Annesi ateş ülkesindendi, çok güzel bir kadındı, herkesin sahip olamayacağı türden, zor biriydi. Fakat babası da bir o kadar yakışıklı, akıllı ve mantıklı biriydi. İkisi tamamen birbirini tamamlayan insanlardı, işte Felix'in istediği de buydu, biraz annesine olan merakından, biraz da güzel görüntülerine aldanarak ateş ülkesinden birini istiyordu. Henüz bunun yanlış bir seçim olmadığını bilemeyecek kadar küçüktü.

Bir gün, korkunç bir sesle uyandı, saat gece 01.43'ü gösteriyordu. Aşağıdan bir şeylerin kırılması ve bağırışma sesleri geliyordu. Felix bacakları titreye titreye yerinden kalktı hızla, aşağı inmeye korktuğu için bir süre merdivenin başından sesleri dinledi. Babası bağırıyor, annesi ondan daha çok bağırıyordu. Birden bir silah sesi koptu, az önce çığlık çığlığa olan ev şimdi sessizdi...

Sonra şiddetli bir ağlama sesliyle ev yeninden ses doldu, Felix bu sefer aşağı inmesi gerektiğini düşündü ve ayaklarını hızla basa basa merdivenden inmeye başladı.

"Yerinde kal!"

Annesinin komutu ile bir süre durdu, fakat neden babası hiçbir şey söylemiyordu? Normalde böyle şeyleri hep babası söylerdi, annesi karışmazdı. Bu merakını daha da arttırırken daha sessiz adımlarla gizlice aşağı indi. Tüm her yerin dağınık olduğunu görünce gözü biraz ürktü. Mutfağa doğru ilerledi.

O an görmemesi gereken o şeyi gördü.

Babasının kanla boyanmış vücudu ve kapalı gözleri.

Annesi yere çökmüş ağlarken Felix şok içindeydi, nasıl? Neden?

Yavaşça babasının yanına eğildi, minik parmaklarıyla hafifçe sarstı. Uyanmıyordu.

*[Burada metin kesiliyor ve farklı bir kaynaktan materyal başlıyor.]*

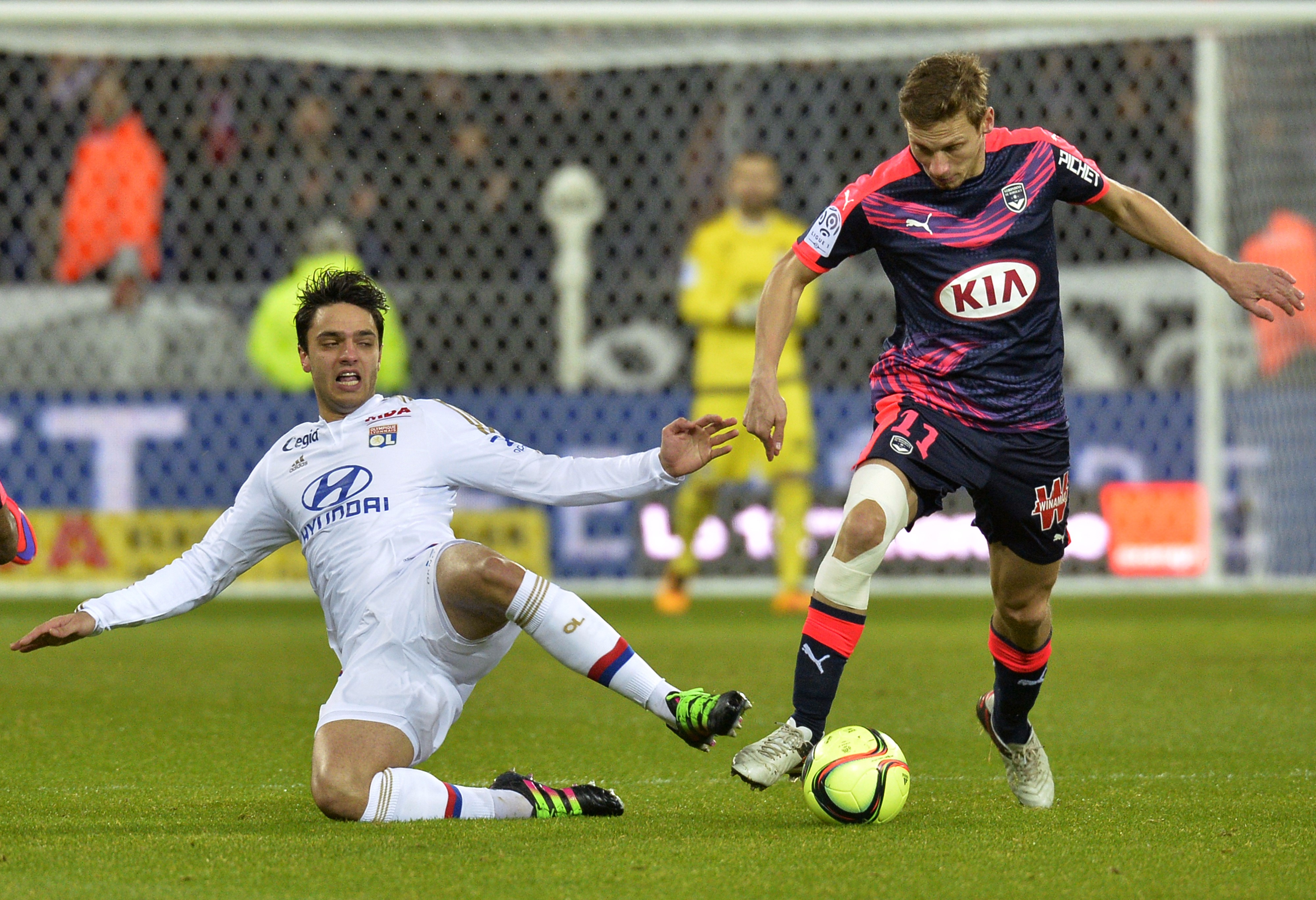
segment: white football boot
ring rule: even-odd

O anda annesinin güçsüzlükle bıraktığı kollarından birinin elinde silah gördü, gözleri koyulaştı, annesi mi yapmıştı?

"Anne..?"

Annesi seslice ağlamaya devam ederken titremeye başladı, muhtemelen yine atak geçiriyordu, fakat Felix'in umursadığı tek şey babasıydı.

"Sen mi yaptın anne..?"

Annesi ağlamayı kesti, dolu gözleri bir anda koyu kırmızıya dönmüştü. Felix'e bakıyordu, öldürecek gibi.